Local-regional recurrence following mastectomy is experienced by 5 years in approximately 6% of patients with postmastectomy regional irradiation and 23% of patients without postmastectomy irradiation (21). In the overview analysis, axillary lymph node status strongly predicted for absolute risk for local-regional recurrence (21). In women with axillary lymph node-negative disease, the 5-year local recurrence risk following surgery alone was 6%, and this was reduced to 2% with the use of local-regional irradiation. In women with axillary lymph node-positive disease, the 5-year local recurrence risk following surgery alone was 23% and this was reduced to 6% with the addition of local-regional irradiation. Increasing tumor grade, tumor size, and number of involved axillary lymph nodes increases the risk of local-regional recurrence.

Detection of local-regional recurrences following mastectomy with or without radiation is typically the result of either patient identification or of a routine clinical examination. Local-regional recurrences are rarely detected by radiographs or other screening studies.

Well established prognostic factors allow the estimation of risk for development of systemic disease following treatment for stage 0, I, II, and III breast cancer. Known prognostic factors include histologic subtype of breast cancer, tumor grade, tumor size, involvement of skin or chest wall, extent of involvement of regional lymph nodes, hormone receptor status, HER2 level of expression or amplification, and multigene array expression profile.

Breast cancer metastases occur in a generally predictable pattern, with synchronous multiple sites of recurrence being common. Bone is the most common site of disseminated disease, and represents approximately 40% of first recurrences. The most commonly involved bones are the spine, ribs, pelvis, skull, femur, and humerus. Breast cancer metastasis to bone distal to the elbow or knee is rare. Other common sites for metastatic disease include lung, liver, lymph nodes, and soft tissue. The site of first metastasis from breast cancer is influenced by estrogen receptor status (Table 67-1). Estrogen receptor-positive breast cancer is more likely to spread to bone, while receptor-negative breast cancer is more likely to spread to viscera and soft tissues and is associated with a higher rate of early recurrence (Table 67-1) (22, 23). Even in those patients undergoing routine surveillance during follow-up, most recurrent disease is symptomatic at time of diagnosis (24, 25).

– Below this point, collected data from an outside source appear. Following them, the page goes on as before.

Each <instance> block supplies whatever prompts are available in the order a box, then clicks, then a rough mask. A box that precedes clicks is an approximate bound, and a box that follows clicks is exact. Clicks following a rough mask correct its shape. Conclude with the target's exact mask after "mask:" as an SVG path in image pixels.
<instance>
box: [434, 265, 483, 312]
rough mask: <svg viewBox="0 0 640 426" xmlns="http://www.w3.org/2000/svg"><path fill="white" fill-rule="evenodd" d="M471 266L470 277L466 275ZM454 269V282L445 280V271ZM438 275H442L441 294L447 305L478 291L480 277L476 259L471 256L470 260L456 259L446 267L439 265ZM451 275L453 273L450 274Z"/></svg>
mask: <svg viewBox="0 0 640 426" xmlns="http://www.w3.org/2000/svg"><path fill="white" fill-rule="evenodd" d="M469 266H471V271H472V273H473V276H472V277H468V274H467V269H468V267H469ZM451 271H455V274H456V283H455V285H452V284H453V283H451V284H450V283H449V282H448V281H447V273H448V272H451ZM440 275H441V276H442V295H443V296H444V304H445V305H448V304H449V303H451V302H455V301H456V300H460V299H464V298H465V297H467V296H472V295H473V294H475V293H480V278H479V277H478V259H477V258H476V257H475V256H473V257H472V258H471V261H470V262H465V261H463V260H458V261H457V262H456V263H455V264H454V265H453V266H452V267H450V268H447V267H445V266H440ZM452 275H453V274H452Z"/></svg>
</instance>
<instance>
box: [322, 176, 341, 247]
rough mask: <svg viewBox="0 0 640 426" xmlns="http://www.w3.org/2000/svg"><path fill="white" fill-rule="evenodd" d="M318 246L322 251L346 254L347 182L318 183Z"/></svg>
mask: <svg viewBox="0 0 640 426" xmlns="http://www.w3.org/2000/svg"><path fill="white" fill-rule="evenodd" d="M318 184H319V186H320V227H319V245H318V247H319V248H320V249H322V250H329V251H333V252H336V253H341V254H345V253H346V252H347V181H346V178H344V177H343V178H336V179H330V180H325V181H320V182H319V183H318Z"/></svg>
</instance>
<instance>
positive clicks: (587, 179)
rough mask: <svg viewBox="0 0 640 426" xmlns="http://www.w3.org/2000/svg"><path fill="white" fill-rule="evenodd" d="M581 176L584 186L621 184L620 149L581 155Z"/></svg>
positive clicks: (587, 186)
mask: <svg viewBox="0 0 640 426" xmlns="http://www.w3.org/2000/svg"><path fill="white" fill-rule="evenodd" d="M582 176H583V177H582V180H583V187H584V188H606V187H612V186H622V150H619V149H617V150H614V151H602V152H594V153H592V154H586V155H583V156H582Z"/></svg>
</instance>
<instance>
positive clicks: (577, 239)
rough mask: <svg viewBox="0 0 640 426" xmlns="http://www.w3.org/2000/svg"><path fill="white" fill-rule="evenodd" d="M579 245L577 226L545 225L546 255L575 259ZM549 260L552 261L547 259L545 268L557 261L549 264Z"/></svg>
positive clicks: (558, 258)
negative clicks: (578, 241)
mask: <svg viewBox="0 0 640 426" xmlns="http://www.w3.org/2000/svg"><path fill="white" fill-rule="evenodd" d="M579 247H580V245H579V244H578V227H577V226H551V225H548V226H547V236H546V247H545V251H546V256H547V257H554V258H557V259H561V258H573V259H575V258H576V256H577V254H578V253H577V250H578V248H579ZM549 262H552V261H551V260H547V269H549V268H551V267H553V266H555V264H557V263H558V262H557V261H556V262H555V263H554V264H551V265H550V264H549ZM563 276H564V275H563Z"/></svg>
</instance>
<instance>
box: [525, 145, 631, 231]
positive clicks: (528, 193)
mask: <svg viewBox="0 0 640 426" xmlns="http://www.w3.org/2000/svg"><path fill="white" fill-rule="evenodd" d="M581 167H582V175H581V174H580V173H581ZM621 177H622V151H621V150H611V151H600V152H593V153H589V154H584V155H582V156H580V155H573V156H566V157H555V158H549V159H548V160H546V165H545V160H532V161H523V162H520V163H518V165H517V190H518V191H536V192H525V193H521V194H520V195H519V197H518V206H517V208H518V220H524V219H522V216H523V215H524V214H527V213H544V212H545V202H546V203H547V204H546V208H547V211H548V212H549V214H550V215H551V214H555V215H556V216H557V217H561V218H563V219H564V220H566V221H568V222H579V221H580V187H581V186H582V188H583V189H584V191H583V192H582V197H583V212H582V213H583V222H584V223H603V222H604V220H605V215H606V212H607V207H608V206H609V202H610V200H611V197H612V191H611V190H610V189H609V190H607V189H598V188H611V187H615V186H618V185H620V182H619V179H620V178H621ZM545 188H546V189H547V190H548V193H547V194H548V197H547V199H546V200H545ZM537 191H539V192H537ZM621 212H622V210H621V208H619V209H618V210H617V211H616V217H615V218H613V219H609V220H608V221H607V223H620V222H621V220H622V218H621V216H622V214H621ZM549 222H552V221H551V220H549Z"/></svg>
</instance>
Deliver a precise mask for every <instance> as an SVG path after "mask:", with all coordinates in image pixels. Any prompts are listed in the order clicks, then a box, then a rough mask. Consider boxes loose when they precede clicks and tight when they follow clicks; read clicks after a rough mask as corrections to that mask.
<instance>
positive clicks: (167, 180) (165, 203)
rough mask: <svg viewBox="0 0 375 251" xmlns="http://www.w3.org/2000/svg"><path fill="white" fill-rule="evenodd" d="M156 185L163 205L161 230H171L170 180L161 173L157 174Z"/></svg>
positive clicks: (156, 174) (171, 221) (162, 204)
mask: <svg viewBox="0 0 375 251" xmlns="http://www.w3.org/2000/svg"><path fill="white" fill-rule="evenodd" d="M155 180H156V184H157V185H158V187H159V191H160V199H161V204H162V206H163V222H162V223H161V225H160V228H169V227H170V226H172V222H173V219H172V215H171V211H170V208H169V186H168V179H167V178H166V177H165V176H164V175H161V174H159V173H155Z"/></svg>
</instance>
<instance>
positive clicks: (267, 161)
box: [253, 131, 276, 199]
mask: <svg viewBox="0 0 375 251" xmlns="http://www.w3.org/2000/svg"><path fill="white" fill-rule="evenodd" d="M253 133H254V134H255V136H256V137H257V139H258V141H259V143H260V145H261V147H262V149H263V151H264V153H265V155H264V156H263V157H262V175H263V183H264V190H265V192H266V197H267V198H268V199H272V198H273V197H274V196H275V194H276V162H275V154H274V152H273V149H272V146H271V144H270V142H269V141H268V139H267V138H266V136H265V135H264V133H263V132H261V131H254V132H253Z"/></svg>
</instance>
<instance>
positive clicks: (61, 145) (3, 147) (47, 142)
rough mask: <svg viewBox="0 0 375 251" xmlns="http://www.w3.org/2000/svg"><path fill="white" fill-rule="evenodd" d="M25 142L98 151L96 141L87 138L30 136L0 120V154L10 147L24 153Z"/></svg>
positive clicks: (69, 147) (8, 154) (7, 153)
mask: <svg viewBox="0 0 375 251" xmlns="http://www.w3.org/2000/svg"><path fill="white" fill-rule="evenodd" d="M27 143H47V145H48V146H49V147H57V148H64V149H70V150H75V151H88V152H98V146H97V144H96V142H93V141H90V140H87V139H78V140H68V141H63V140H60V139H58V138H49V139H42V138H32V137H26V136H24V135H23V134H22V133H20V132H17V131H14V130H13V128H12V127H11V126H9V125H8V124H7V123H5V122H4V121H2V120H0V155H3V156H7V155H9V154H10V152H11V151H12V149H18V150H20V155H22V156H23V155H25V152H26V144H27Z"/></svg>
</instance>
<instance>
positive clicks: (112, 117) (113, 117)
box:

Infiltrating lobular breast cancer has a propensity for recurrences in intra-abdominal and retroperitoneal sites including stomach, intestine, peritoneum, and ureter (often bilateral) (26).

Currently available treatment of recurrent or metastatic breast cancer is rarely curative, even when the recurrence is limited (2). Further, the amount of tumor burden in asymptomatic or minimally symptomatic patients does not predict disease response to systemic treatment, ability to palliate symptoms, or overall survival. Thus, there is no advantage to diagnosing asymptomatic, early, subclinical disease.

The routine performance of blood tests for alkaline phosphatase, aspartate aminotransferase, γ-glutamyl transferase, bilirubin, calcium, and creatinine was studied by the International Breast Cancer Study Group in 4,105 women
with invasive breast cancer (27). At the time of analysis, 2,140 patients had experienced a relapse, 93 had a second non-breast primary tumor, and 111 had died without relapse during 10-years median follow-up. In this analysis, only alkaline phosphatase was abnormal in at least 20% of patients with recurrent disease, and was abnormal in 32% of patients with bone metastasis and 71% of patients with liver metastasis. Aspartate aminotransferase and γ-glutamyl transferase were elevated in 62% and 75% of patients with liver metastasis. Bilirubin, calcium, and creatinine were of no value in detecting recurrent disease. Thus, while alkaline phosphatase was the most reliable of the blood tests, it was of low sensitivity for bone or liver disease. In another study of 1,371 patients with node positive breast cancer, serial alkaline phosphatase determinations were found to have low sensitivity and specificity for bone recurrence (28). Thus, monitoring of routine blood tests as a part of breast cancer surveillance is not recommended.